The Cloud Extraction Service architecture outlines the document processing data flow, detailing the stages of uploading, extracting, and downloading data using various components and third-party services.

The following Cloud Extraction Service architecture provides a high-level overview of the different phases involved in the document processing data flow.

Note:
  • Bring your own key (BYOK) is not supported in Cloud Extraction Service.
  • For information about how documents are stored in Document Automation, see Document Automation security FAQ.

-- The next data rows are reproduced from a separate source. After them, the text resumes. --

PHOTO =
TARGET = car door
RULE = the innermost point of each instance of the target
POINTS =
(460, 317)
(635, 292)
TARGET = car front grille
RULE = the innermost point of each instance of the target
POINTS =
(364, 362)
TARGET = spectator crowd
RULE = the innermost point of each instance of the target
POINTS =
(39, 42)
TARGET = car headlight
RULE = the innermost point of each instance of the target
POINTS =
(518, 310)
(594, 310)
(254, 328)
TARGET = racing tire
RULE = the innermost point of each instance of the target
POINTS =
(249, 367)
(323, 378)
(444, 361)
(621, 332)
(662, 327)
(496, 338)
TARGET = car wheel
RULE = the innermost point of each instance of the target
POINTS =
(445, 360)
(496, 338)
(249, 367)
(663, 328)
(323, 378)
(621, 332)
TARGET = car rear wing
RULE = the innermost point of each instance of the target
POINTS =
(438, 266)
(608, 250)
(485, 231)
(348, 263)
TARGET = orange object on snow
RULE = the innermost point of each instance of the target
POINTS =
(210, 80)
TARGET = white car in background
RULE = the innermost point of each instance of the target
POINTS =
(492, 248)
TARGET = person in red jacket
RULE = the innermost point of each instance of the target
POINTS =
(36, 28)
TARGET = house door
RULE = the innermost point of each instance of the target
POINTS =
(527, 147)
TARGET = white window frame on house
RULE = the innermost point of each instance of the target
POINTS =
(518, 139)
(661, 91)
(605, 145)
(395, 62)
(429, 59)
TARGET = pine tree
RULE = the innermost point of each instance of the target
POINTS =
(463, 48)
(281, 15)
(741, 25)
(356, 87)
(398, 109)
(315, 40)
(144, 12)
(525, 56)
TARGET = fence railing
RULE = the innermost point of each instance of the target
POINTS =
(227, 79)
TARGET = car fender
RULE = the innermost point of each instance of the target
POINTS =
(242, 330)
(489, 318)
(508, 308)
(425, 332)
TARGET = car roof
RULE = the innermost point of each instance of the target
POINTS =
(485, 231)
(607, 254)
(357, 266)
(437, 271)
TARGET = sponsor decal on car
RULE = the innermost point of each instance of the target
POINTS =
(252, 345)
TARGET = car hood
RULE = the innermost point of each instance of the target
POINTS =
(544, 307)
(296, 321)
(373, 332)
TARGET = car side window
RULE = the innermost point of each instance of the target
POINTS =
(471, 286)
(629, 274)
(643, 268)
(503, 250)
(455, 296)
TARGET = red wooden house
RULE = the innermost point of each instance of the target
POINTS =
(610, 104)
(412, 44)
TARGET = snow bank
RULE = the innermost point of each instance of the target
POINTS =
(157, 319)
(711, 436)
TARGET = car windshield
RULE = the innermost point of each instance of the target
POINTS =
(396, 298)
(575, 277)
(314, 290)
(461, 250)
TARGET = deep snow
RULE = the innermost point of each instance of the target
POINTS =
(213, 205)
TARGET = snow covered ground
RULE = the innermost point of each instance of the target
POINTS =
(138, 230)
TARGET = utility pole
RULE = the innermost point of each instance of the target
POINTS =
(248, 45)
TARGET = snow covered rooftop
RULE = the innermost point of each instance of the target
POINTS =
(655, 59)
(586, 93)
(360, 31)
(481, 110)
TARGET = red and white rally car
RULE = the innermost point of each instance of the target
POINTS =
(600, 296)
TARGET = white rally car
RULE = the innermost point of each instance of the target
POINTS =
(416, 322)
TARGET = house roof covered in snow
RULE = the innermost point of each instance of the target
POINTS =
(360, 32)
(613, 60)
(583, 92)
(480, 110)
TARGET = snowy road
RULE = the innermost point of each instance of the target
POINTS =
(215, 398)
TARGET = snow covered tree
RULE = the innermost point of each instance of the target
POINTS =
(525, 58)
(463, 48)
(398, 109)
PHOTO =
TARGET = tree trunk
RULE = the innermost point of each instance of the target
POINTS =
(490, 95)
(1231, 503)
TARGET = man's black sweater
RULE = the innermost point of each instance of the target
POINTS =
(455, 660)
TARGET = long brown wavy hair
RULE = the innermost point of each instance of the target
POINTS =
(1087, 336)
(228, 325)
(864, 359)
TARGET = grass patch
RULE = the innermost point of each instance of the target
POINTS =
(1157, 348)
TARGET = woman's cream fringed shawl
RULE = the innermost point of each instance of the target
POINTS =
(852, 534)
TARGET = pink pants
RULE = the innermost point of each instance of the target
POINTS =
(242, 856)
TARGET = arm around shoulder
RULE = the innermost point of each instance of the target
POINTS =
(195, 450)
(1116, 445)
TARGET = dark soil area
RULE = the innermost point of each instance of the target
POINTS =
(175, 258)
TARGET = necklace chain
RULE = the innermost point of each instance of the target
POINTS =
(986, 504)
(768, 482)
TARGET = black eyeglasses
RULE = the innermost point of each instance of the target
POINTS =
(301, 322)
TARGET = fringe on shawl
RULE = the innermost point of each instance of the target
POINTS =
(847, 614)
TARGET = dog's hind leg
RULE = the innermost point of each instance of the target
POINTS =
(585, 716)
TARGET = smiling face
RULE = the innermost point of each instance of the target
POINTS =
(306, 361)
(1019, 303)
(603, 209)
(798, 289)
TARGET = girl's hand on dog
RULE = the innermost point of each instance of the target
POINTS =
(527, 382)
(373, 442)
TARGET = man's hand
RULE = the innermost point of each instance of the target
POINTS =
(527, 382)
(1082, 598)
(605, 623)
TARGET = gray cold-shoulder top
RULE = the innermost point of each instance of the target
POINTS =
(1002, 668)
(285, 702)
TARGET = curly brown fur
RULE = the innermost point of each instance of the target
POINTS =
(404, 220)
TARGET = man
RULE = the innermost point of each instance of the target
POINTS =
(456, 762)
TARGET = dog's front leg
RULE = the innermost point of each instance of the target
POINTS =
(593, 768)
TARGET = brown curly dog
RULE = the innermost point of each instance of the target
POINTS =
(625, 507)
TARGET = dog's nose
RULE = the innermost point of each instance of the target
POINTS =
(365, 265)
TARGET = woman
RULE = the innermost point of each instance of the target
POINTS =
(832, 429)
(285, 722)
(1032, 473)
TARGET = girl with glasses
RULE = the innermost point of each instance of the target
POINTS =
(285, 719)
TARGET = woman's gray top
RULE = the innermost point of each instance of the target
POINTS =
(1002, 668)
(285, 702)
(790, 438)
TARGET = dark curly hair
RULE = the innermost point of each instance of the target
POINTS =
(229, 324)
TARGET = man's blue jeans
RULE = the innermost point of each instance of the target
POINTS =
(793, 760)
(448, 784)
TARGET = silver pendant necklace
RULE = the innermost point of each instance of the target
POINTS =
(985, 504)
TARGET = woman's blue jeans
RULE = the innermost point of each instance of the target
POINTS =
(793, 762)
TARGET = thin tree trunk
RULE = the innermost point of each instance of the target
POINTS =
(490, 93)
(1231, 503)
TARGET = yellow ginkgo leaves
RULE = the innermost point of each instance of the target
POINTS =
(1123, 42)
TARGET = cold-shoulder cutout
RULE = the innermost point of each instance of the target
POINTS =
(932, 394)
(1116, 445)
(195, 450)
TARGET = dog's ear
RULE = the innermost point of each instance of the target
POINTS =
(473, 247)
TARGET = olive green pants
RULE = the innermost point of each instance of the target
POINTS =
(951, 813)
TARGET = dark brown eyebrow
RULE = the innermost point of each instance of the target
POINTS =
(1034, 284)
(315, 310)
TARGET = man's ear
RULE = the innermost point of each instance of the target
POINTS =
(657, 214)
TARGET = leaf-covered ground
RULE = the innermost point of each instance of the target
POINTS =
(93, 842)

The following image shows an overview of the different components used in Cloud Extraction Service:

Diagram of document processing workflow when using the Cloud Extraction Service feature
Customer network
The customer network is where the data extraction process is initiated.
  • Input: This process involves uploading the documents that need to be processed for data extraction.
  • Upload bot: This process involves uploading the documents to the Control Room Cloud storage services.
  • Download bot: This process involves downloading the extracted information from the documents.
  • Output: This process involves storing the extracted information.
Automation Anywhere Cloud
Control Room (Cloud only): Orchestrates the data extraction process by acknowledging requests from Bot Runner device.
Cloud Extraction Service: This process involves extracting information from documents by sending requests to OCR and third-party Cloud services. All data extraction requests are sent and received via Cloud Extraction Service.
Third-party Cloud services
Google Vision OCR: This process involves converting documents into machine-readable format and the documents are processed for OCR on Google Cloud.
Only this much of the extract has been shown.